We analyze everything in the field, we don’t collect a single artefact which requires specialized logistics. On the ground, what the assemblage composition analysis looks like (apart from a bunch of crazy Kiwis shoving thousands of nails into the ground and picking them up again!) involves a lot of fancy equipment, a well trained team, a lot of problem solving and patience! Some of our fancy equipment includes a Differential GPS, Handheld GPS units, netbooks with E4 (an artefact analysing program designed by McPherron and Dibble), the ever-present Leica Robotic Total Station, in addition to “lower order” equipment, which nonetheless is crucial to our intensive analysis: digital callipers, cameras, weighing scales, and goniometers (an instrument that measures angles).
Once the transect has been laid out, Annelies has mapped out the geomorphological surfaces, and we’ve put silver nails with unique ID numbers on metal tags beside each stone artefact, we then run three analysing teams while another team records each artefact’s provenience with the Total Station. One person analyses a number of attributes for each artefact while the other logs the data into the netbooks. We collect a large amount of attributes (20-30) which are linked spatially to each artefact through all the thousands of points we shoot in. Our 2008 survey at E29H1 also followed this research design. We recorded a similar suite of attributes during that intensive survey (see screen shot below).

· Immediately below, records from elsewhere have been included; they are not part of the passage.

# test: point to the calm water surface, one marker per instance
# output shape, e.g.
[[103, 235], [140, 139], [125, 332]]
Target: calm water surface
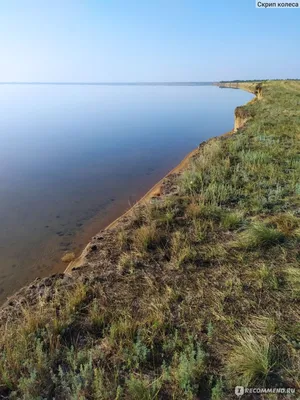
[[73, 158]]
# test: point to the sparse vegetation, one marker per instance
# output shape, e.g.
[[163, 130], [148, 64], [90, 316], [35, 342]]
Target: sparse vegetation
[[197, 293]]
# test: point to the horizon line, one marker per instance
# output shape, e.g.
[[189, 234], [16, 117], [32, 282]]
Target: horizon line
[[108, 83]]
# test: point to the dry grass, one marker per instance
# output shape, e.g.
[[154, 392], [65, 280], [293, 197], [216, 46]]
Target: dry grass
[[197, 294]]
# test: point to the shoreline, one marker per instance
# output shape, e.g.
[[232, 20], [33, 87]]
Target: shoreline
[[155, 191]]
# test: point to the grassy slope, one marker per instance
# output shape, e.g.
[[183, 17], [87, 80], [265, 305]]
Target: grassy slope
[[204, 293]]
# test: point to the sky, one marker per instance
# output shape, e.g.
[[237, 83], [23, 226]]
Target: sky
[[146, 40]]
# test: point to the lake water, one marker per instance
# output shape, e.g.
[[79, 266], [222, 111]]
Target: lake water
[[73, 158]]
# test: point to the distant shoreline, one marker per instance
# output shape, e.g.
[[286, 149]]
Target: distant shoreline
[[113, 83]]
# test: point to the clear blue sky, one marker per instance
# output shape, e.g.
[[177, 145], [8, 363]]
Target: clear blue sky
[[146, 40]]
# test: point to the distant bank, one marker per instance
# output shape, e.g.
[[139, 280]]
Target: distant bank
[[113, 83]]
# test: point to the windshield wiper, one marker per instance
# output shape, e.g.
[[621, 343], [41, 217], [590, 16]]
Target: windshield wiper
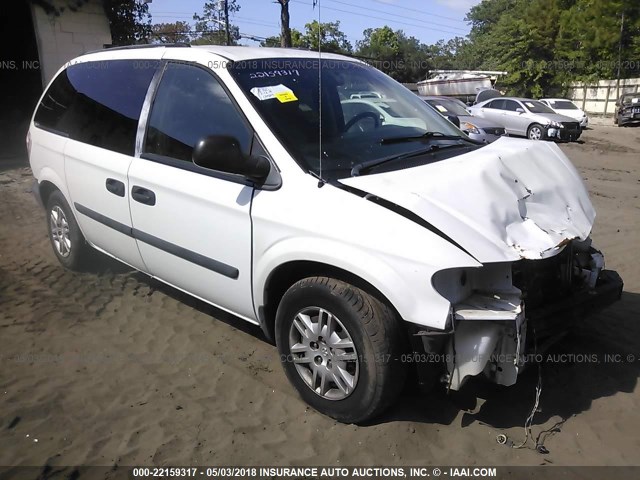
[[424, 136], [361, 167]]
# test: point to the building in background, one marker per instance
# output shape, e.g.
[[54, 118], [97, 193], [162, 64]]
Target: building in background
[[38, 37]]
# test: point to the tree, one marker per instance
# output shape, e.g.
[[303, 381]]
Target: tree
[[276, 41], [547, 44], [177, 32], [129, 21], [327, 36], [285, 30], [211, 24]]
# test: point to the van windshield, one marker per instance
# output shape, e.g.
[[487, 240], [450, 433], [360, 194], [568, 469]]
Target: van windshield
[[360, 107]]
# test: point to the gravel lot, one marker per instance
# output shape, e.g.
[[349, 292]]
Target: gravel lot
[[110, 367]]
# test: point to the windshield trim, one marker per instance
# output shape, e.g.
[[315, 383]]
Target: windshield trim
[[298, 154]]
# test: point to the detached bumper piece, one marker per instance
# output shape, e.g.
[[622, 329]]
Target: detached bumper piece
[[561, 315], [493, 332], [569, 132]]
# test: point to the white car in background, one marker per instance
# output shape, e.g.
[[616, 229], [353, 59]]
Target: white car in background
[[567, 108], [384, 109], [360, 243]]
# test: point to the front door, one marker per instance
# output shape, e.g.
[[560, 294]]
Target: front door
[[100, 105], [193, 225]]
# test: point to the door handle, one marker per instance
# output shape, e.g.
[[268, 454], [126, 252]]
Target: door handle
[[115, 186], [143, 195]]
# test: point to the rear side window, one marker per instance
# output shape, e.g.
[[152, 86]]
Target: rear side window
[[190, 104], [98, 103], [511, 105]]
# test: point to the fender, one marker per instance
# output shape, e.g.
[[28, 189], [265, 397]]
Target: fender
[[406, 285]]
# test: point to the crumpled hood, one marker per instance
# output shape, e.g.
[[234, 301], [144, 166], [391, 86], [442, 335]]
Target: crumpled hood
[[511, 199]]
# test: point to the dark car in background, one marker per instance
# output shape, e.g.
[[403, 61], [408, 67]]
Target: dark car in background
[[627, 109], [476, 128]]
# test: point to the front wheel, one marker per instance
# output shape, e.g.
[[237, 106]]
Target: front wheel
[[340, 348], [535, 132], [67, 240]]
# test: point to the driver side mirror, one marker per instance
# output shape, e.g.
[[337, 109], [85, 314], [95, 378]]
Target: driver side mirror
[[223, 153], [453, 119]]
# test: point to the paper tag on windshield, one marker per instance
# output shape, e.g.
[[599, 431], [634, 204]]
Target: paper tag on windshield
[[282, 93]]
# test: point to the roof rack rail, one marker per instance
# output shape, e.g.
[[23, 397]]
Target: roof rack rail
[[135, 47]]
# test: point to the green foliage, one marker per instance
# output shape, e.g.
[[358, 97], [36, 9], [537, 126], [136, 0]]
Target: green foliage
[[296, 40], [177, 32], [129, 21], [403, 58], [327, 36], [210, 25]]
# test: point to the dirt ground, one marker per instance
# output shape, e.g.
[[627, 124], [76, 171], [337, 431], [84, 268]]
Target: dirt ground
[[112, 368]]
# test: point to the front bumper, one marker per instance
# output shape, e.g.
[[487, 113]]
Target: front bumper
[[492, 333], [565, 313], [563, 134]]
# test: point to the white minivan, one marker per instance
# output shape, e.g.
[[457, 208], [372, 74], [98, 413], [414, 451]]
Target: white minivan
[[364, 249]]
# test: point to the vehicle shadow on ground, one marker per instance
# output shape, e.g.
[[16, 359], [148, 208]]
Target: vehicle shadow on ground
[[599, 359], [592, 362]]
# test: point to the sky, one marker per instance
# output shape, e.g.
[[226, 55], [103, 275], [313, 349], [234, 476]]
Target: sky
[[427, 20]]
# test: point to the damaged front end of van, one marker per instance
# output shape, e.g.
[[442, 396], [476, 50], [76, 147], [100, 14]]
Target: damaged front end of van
[[522, 212]]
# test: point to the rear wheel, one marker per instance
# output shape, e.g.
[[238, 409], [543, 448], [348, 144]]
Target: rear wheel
[[340, 348], [67, 240], [535, 132]]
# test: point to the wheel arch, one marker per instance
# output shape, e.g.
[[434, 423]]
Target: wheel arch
[[46, 188], [286, 274]]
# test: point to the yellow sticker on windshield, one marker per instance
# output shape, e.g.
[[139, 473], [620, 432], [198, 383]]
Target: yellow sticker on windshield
[[285, 97]]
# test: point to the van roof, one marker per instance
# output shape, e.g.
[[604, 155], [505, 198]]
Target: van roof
[[234, 53]]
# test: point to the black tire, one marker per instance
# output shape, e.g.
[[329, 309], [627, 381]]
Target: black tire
[[377, 335], [531, 129], [79, 250]]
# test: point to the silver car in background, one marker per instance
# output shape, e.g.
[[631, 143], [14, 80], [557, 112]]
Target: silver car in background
[[529, 118], [478, 129]]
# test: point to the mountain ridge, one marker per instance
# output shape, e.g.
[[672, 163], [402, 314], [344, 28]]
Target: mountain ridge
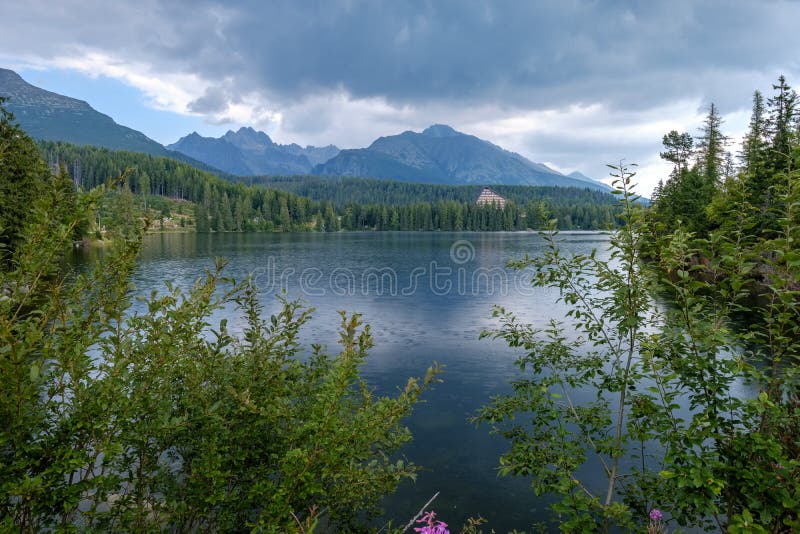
[[248, 152], [442, 155]]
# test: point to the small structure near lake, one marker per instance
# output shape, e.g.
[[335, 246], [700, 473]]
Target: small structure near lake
[[488, 196]]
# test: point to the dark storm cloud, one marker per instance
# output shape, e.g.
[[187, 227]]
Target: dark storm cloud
[[213, 101], [527, 54]]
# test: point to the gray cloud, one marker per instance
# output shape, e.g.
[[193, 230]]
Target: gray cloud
[[450, 56]]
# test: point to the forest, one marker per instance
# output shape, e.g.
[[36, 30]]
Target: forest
[[161, 421], [223, 206]]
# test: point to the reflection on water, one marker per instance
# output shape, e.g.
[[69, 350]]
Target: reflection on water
[[427, 296]]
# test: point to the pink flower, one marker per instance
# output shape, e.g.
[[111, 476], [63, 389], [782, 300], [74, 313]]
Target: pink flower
[[656, 515]]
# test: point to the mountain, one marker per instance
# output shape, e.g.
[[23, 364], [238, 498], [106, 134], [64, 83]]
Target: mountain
[[442, 155], [54, 117], [580, 176], [248, 152]]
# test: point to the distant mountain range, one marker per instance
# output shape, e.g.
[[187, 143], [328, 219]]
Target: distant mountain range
[[251, 153], [54, 117], [441, 155], [438, 155]]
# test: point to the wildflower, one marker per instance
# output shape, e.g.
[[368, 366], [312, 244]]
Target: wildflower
[[430, 526]]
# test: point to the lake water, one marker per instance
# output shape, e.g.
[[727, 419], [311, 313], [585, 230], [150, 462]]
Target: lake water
[[427, 296]]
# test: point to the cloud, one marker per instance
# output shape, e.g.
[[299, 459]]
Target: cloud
[[573, 82]]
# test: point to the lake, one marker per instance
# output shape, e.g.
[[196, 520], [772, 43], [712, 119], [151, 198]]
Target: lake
[[427, 296]]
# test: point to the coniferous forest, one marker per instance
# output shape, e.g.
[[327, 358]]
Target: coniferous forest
[[154, 421], [312, 203]]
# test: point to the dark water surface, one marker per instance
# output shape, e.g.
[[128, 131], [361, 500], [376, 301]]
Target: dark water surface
[[427, 296]]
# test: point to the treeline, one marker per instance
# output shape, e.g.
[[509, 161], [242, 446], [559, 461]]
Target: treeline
[[115, 421], [353, 204], [711, 189], [219, 205], [347, 189]]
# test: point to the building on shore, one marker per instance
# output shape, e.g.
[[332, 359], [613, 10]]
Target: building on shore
[[488, 196]]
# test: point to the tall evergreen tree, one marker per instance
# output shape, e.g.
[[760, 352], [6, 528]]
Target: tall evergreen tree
[[711, 148], [782, 107]]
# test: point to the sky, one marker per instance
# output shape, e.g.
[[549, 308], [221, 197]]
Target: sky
[[573, 84]]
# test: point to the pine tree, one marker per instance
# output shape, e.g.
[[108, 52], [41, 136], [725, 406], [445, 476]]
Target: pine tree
[[782, 108]]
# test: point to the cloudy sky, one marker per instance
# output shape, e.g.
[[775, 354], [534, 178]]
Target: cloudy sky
[[574, 84]]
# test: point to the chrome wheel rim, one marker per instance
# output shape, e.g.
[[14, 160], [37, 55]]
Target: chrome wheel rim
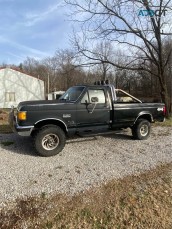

Attributes such as the type of artefact, flake, core, or tool, breakage (how complete the artefact is), maximum dimensions, direction of flake scars, and how these are oriented on the artefact can tell us a great deal – and the program means we can collect this data quickly and in a systematic way (note the thousands of artefacts we actually analyse!!). Over the last few seasons we have amassed a very large database of artefact analysis (approximately 40,000), although this is restricted to a small number of locations. Data from the larger landscape we have begun to acquire this season is crucial to answering the questions we have about the nature of human-environment interaction and socio-economy in the Fayum during the mid-Holocene.